I rose early as usual, and had my morning coffee in the cockpit, waiting for the rest of the crew to stir. I was rewarded by the unusual sight of a bald eagle diving to the water’s surface, right next to shore. He had just missed diving after an otter. After the eagle landed on a nearby snag, the otter made a quick dive and disappeared from both my view and that of the eagle.
Since we only had 18 miles to cover today, we weren’t in that big of a hurry to start. We took time to fix up a french toast and sausage breakfast, and finally got going shortly before 9am. Our course took us past the north end of Cypress and then across to the east shore of Orcas Island. The current was running strong against us as we approached Lawrence Point. A bunch of boats were out, trolling for salmon, and this attracted the attention of a Fish and Wildlife Service Enforcement boat, which stopped each boat in turn to check for compliance with regulations. We cruised on by, rounded the point, and then set our course for Sucia Island, which was clearly visible at a distance of 7 miles. We bucked a current most of the way, and encountered some interesting rips and whirlpool currents. We arrived at Sucia just before noon. We took the time to cruise through some of the islands in Echo Bay, and then headed around to the west side of the island. I wanted to moor in Shallow Bay, where we’ve previously stayed. A dozen or more boats were there, either anchored or tied up to mooring buoys. There was still one open mooring buoy, but I liked the looks of an open patch of water, and chose to anchor there instead.

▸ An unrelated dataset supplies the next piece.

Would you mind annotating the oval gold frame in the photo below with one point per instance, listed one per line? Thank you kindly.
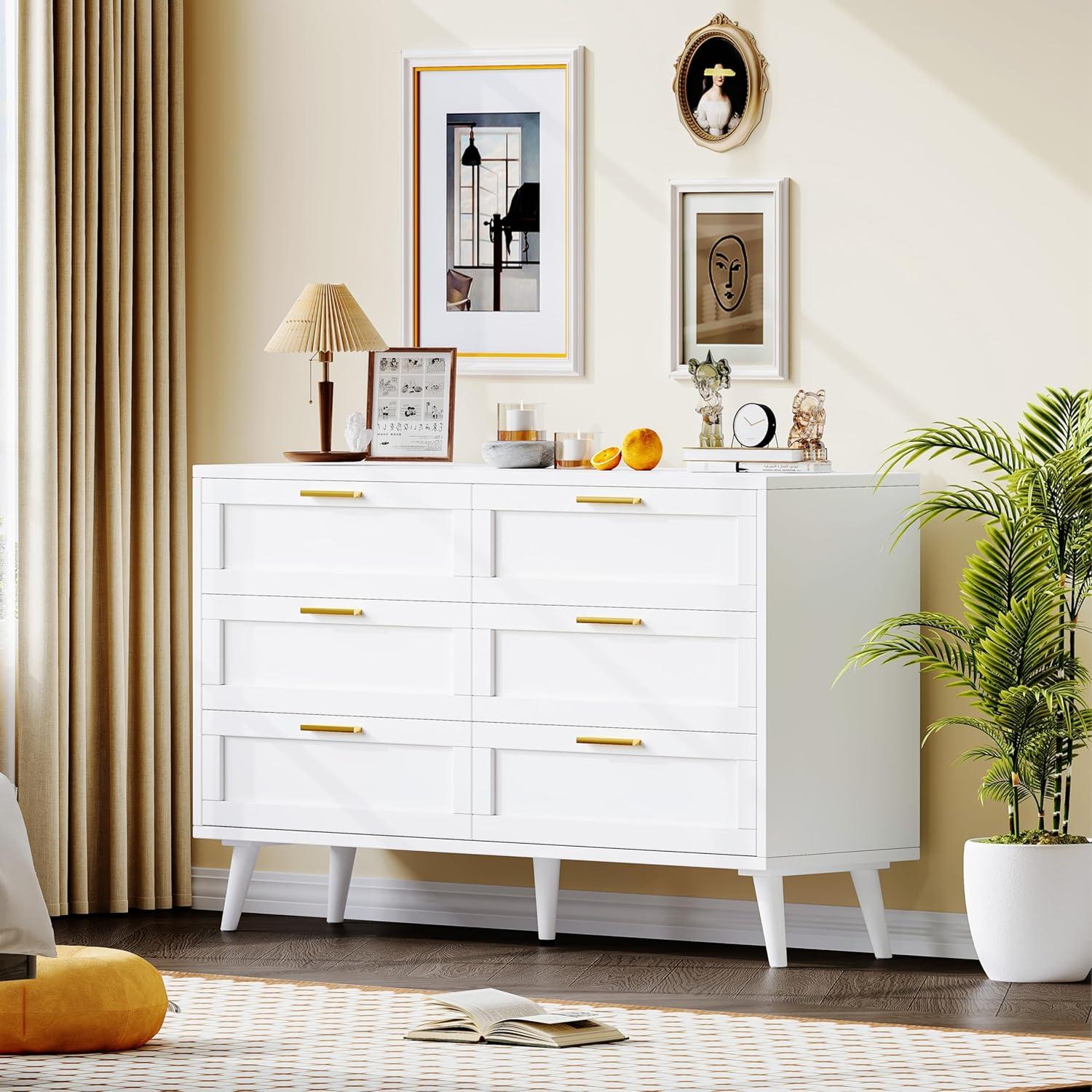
(721, 26)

After securing the boat, we ate a quick lunch and then headed ashore to explore this lovely State Park owned island. When Sandy and I first visited here, we both remarked on what a great place it was to enjoy with kids. Our two boys were both grown up and married by then, and so we never had the chance to do this kind of thing with them. What a treat it is to be able to take our oldest grandchild out here, to explore the strange rock formations, peer into tide pools, and wander along the beach. The day was everything we hoped it would be.

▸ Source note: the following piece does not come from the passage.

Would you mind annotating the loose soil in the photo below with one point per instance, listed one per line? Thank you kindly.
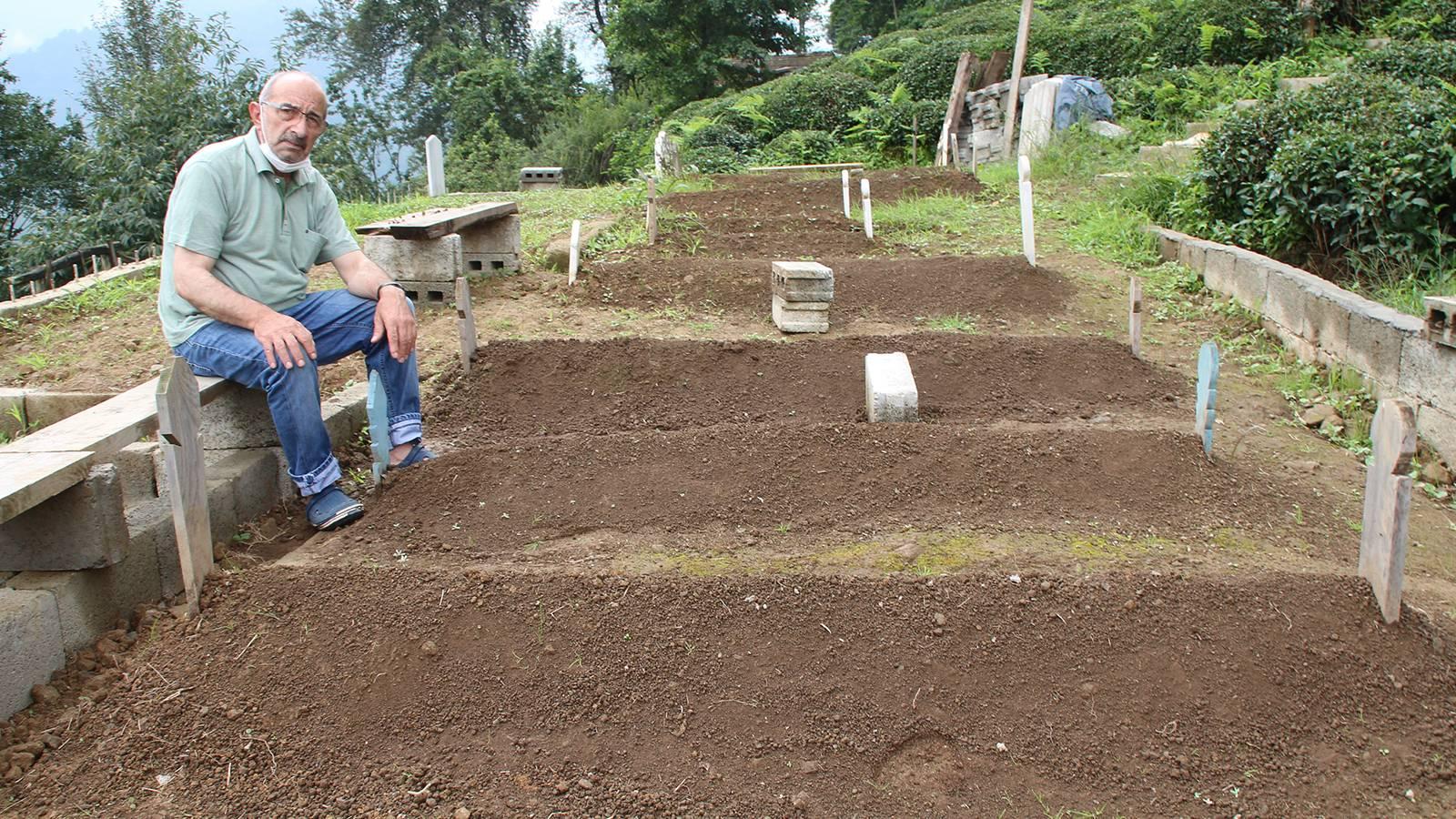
(976, 288)
(593, 602)
(410, 693)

After our exploration hike, I ran the dinghy back to the boat and dropped Sandy off at the boat, to get dinner started. Cameron and I stayed in the inflatable to go on a little dinghy explore of Shallow Bay. I let him take the tiller, which was a really big deal for him. First time. He approached this task with caution, putting along at idle speed and finally getting the hang of steering by tiller, which at first seems opposite to what it should be. Once he mastered that, I showed him how to operate the twist throttle, and I let him open it up some. This was great fun for us both, and he was doing great until, for some unknown reason, the motor abruptly quit. This is a brand new motor, and it has been performing perfectly, so I was surprised and concerned. We weren’t out of gas, and the kill switch clip was properly in position. I leaned on the cowling to look at the prop, and the motor felt hot. Sure enough, a piece of seaweed had wrapped around the cooling water intake and caused it to overheat. I feared that it had been damaged. I pulled the starting cord, which pumped water out the pee hole. I pulled for about 15 minutes, but couldn’t get the motor to start. I rowed the short distance back to the boat, and then pulled some more. She finally started, and sounded good, with a strong flow of water streaming out the pee hole. I’m assuming that the motor has a heat sensor which enables it to shut down before it becomes damaged. That seems to be the case anyway.